Vd. poste de 12 DE ABRIL DE 2024 > Guiné 61/74 - P25378: Consultório Militar do José Martins (76): Dia 16 de Março de 1974 - Antes do dia - Parte I

Guiné 61/74 - P25380: Os nossos seres, saberes e lazeres (623): Itinerâncias avulsas… Mas saudades sem conto (149): No Museu Militar de Lisboa, o mais antigo da cidade (1) (Mário Beja Santos)

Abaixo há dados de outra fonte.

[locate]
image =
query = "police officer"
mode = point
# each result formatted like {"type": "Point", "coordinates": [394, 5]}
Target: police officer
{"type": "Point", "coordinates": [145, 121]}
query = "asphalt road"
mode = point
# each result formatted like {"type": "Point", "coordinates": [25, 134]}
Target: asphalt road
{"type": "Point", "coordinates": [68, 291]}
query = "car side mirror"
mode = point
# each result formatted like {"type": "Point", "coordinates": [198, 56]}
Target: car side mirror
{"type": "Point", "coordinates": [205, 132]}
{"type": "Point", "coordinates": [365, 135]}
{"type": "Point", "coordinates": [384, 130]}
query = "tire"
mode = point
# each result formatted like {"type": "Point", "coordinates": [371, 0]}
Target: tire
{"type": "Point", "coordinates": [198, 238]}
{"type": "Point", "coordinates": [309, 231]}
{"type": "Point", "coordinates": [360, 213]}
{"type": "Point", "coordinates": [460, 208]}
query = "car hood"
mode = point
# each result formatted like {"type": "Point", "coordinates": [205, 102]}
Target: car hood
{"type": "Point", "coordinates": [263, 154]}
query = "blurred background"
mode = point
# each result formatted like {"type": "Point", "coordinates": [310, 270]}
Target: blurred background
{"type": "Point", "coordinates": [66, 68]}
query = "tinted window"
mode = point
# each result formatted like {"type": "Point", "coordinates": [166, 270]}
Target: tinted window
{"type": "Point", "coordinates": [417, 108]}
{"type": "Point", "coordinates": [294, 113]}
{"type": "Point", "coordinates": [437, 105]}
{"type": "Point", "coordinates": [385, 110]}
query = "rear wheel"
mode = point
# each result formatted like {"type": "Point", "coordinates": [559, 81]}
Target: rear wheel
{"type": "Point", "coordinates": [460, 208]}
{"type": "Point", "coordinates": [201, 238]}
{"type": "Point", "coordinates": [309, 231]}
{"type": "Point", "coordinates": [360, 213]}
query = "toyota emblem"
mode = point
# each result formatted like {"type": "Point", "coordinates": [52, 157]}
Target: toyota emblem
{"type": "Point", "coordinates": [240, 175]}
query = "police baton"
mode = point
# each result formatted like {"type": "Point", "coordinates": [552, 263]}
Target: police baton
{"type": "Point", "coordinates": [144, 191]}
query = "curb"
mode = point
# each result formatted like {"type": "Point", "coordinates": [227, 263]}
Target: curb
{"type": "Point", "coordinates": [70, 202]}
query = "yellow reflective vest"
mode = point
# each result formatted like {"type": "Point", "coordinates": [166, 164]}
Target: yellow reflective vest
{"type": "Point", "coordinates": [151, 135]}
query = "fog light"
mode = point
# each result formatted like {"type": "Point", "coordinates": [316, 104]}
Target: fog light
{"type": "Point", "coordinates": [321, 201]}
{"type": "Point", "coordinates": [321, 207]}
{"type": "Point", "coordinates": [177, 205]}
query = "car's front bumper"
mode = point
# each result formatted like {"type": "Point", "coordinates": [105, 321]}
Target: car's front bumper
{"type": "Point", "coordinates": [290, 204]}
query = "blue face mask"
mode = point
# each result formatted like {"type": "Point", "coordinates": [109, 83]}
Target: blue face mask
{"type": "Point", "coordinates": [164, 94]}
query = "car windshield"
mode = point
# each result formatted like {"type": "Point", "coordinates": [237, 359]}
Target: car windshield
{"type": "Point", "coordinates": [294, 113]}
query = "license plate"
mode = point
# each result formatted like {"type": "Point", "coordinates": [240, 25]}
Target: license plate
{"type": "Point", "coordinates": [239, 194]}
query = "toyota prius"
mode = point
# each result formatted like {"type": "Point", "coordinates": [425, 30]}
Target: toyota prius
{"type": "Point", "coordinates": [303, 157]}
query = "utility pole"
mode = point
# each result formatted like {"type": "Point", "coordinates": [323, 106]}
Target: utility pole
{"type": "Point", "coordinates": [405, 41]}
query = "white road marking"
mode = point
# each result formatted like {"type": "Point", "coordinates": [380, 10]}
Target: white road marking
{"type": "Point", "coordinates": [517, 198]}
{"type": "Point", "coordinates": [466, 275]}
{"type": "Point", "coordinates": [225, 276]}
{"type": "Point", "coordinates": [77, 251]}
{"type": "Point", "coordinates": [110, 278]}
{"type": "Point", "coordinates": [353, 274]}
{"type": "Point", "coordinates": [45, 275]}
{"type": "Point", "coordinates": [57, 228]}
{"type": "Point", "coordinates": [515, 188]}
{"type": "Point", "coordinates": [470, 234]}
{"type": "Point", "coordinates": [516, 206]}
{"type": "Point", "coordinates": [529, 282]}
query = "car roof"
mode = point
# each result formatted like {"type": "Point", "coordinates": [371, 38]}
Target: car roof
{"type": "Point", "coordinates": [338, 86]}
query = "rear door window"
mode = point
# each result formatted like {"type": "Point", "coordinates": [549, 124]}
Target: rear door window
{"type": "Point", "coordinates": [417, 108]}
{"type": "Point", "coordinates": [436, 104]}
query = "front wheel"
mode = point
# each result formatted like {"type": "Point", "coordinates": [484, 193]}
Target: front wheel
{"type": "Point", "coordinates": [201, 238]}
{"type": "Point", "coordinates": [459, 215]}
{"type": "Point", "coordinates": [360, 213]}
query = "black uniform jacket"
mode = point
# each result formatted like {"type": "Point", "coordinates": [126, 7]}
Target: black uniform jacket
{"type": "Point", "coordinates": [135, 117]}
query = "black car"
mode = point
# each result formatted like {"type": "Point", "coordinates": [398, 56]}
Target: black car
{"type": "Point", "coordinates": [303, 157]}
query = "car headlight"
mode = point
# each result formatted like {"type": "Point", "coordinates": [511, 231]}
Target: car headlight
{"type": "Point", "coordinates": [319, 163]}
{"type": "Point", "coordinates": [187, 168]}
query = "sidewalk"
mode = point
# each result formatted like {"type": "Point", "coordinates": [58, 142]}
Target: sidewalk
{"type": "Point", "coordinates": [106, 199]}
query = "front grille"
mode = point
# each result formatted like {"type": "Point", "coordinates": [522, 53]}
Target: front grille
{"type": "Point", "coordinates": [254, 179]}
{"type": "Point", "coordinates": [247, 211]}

1. Mensagem do nosso camarada Mário Beja Santos (ex-Alf Mil Inf, CMDT do Pel Caç Nat 52, Missirá e Bambadinca, 1968/70), com data de 15 de Janeiro de 2024:

Queridos amigos,
É de facto o mais antigo museu de Lisboa, e num local cheio de história, por aqui houve arsenais, fundições, estaleiros, até se chegar ao Arsenal Real do Exército, e depois foi a fase de aformosear o interior do edifício, há para ali salas deslumbrantes, combinam a azulejaria e artilharia, a pintura e a escultura. Não deixa de intrigar como houve dinheiro a rodos para tornar todas aquelas salas deslumbrantes e dinheiro para pagar a Sousa Lopes, Columbano, Rafael e Gustavo Bordalo Pinheiro, Malhoa, Carlos Reis, Veloso Salgado, a coleção de peças de artilharia não podem deixar ninguém indiferente, tal como os 26 painéis de azulejos nos esplendoroso Pátio dos Canhões. E ao consultar a publicação Roteiro dos Museus Militares descobri que há um núcleo museológico destinado às Ex-Oficinas Gerais de Fardamento e Equipamento, estou absolutamente seguro que lá irei encontrar a indumentária que usámos entre a cidade e a floresta equatorial.

Um abraço do
Mário


Itinerâncias avulsas… Mas saudades sem conto (77): No Museu Militar de Lisboa, o mais antigo da cidade - 1

Mário Beja Santos

Vezes que não sei contar que entrei por esta majestosa fachada do Museu Militar de Lisboa, encimada pela escultura de Teixeira Lopes, À Pátria, entrei pelo Pátio dos Canhões, virei à direita, para frequentar o Arquivo Histórico-Militar, estávamos no ano de 2011 e eu ultimava o livro "A Viagem do Tangomau", eram pesquisas sobre unidades militares que tinham passado pelo Leste, antes de 1968, e depois. E não havia um assomo de curiosidade para dar uma volta ao edifício e entrar no museu. E um dia adquiri uma publicação intitulada Roteiro dos Museus Militares, edição By The Book, 2019, ardido pela curiosidade de ter uma cartografia dos ditos museus militares, que os há em Bragança, Porto, Elvas, Alverca e Ovar, Lisboa, Buçaco, não faltam os da Madeira e dos Açores e até a fragata de D. Fernando II e Glória. Creio que estes são os museus que estão na órbita do Ministério da Defesa Nacional, temos também os centros interpretativos, como os do Vimeiro e de Aljubarrota, mas não fazem parte deste roteiro. Fiquei a salivar sabendo que há um núcleo museológico das Ex-Oficinas Gerais de Fardamento e Equipamento, sito no Campo de Santa Clara, espero oportunidade para lhe bater à porta.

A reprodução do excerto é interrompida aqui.